We landed the plane two times already and we're going to do it again. We will find a way to resolve these issues that the city's facing.

Question: Hi, Mayor Adams.

Mayor Adams: How are you?

Question: I want to ask you, we published a story last week from the markup that showed major errors in the city's AI chatbot. It provided wrong answers to questions about everything from dealing with tenants to taking tips from employees, encouraging behavior that is illegal.

Do you think that the chatbot should be taken down until it stops responding with the [inaudible] wrong answers and it was up as of 10 minutes ago? Why is it still up if it's so wrong with so many questions?

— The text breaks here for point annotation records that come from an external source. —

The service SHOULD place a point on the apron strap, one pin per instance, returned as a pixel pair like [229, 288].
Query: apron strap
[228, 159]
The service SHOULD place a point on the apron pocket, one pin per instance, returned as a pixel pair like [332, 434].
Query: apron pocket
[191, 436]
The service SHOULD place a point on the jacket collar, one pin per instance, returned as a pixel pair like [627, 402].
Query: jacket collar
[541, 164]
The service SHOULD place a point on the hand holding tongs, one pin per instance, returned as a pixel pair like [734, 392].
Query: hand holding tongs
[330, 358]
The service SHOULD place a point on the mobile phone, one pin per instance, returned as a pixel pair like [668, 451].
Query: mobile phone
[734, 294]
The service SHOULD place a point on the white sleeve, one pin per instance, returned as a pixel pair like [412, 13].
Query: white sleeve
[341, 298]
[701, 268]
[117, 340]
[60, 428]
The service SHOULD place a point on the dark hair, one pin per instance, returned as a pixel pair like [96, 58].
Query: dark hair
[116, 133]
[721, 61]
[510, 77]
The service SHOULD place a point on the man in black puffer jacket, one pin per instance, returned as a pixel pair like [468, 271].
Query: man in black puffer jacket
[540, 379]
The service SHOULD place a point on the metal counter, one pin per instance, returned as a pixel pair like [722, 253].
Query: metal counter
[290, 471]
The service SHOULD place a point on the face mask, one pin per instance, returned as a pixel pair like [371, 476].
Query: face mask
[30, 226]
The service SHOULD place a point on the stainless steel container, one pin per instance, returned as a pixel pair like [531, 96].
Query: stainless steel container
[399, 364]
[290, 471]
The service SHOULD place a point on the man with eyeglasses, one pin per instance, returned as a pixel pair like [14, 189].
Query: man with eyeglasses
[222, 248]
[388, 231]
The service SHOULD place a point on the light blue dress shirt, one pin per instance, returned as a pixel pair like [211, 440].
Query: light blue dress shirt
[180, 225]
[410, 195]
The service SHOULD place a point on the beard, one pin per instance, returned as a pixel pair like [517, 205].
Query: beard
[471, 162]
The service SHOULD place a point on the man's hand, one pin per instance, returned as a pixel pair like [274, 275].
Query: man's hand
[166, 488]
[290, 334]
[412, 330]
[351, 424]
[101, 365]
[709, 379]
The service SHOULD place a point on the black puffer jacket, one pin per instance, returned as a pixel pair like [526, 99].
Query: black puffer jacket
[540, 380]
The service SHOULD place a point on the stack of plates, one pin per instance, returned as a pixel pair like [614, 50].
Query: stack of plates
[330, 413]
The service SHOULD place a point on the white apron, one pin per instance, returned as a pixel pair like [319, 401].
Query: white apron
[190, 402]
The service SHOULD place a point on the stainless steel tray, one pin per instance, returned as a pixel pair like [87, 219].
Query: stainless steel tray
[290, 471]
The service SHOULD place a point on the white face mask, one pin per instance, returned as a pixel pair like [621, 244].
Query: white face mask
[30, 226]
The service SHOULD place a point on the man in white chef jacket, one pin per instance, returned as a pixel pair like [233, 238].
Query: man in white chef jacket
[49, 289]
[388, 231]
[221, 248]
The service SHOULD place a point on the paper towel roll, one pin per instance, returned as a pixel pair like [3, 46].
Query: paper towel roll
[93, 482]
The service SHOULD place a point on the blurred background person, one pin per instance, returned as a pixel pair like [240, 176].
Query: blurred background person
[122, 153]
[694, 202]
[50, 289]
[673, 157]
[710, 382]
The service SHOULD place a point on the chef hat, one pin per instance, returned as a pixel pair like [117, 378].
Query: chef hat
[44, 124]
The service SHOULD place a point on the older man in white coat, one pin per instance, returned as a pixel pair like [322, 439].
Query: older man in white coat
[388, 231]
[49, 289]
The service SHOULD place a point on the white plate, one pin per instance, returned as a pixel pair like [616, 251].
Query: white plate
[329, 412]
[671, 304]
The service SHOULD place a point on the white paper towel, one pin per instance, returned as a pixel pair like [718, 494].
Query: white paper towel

Mayor Adams: Okay, "so wrong" is a powerful term. "So wrong."

Question: I can read some of the answers to you.

Mayor Adams: Okay. No. When you say "so wrong," that means the entire process is messed up. It's wrong in some areas, and we've got to fix it.

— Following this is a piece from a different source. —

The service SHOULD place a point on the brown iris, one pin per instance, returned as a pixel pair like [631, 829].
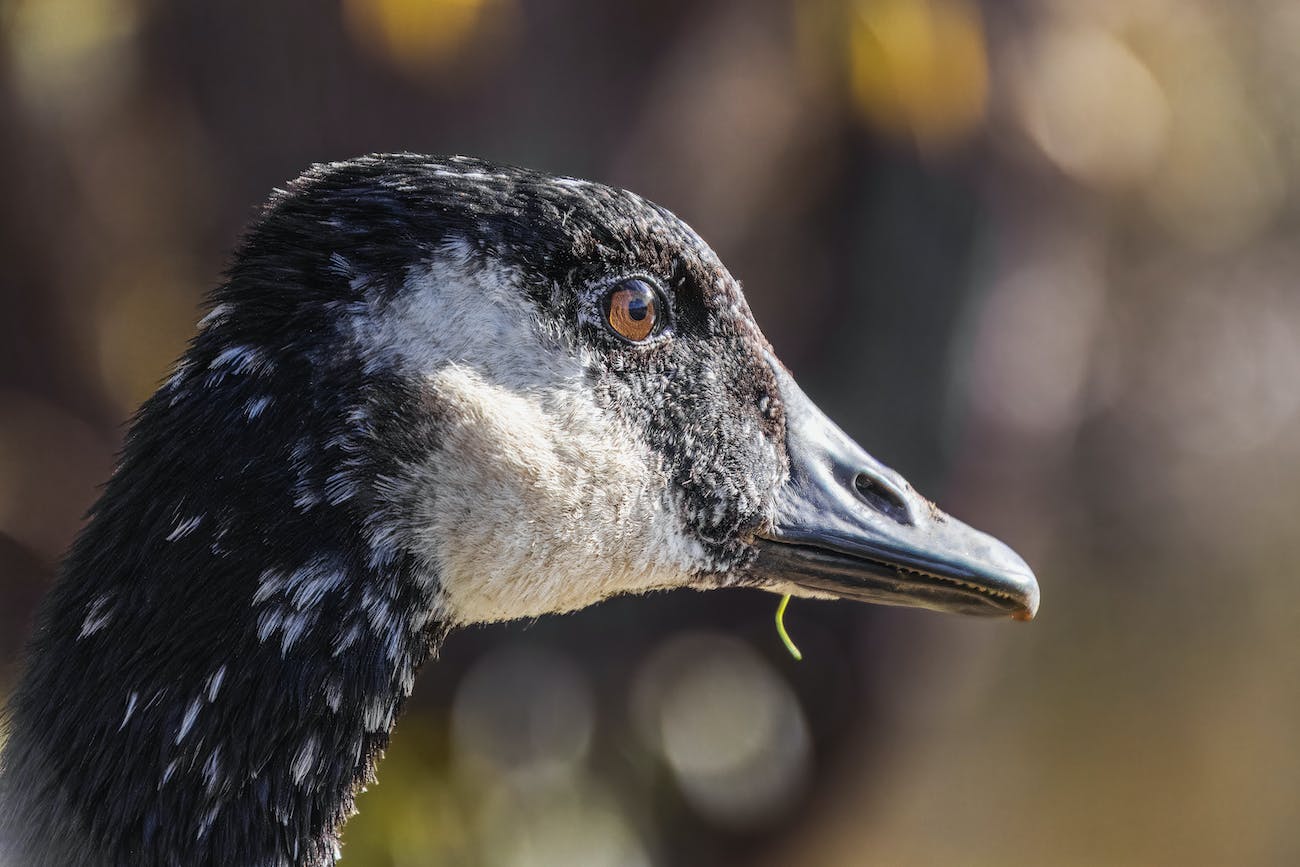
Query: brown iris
[633, 310]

But I want to be clear on something that many of us must understand. Even with, we announced the other day, Deputy Mayor Maria Torres‑Springer, we announced the other day self‑driving cars testing. Any time you use technology, you need to put it into the real environment to iron out the kinks.

You can't live in the lab. You can't stay in the lab forever. You must be willing to say, I'm going to put it out among the real universe to iron out the next level of perfection.

That is, anyone that knows technology knows this is how it's done. You test it as much as you can until you get into the real environment; when you get into the real environment, you're going to learn something else. Now, what you may learn may be enough to say you've got to take it down altogether, or it may be enough for you to say, now that we found some problems, let's fix it.

But this is the evolution of technology. And only those who are fearful sit down and say, oh, it is not working the way we want, now, we have to run away from it all together. I don't live that way.

Every evolution is going to build a better product until the product becomes an excellent, perfect product, and it's never perfect, you're still going to modify it. There's going to be more versions. And so we are looking at what the problems are. We're identifying what the problems are. We're going to fix them, and we're going to have the best chatbot system on the globe. People are going to come and watch what we're doing in New York City.

Lewis‑Martin: He's right. Think about MapQuest. When MapQuest first came out, there were so many kinks. It would tell people to make a right when they should make a left. It was, bad things were happening. But now, MapQuest is almost perfected. Same thing. Same thing.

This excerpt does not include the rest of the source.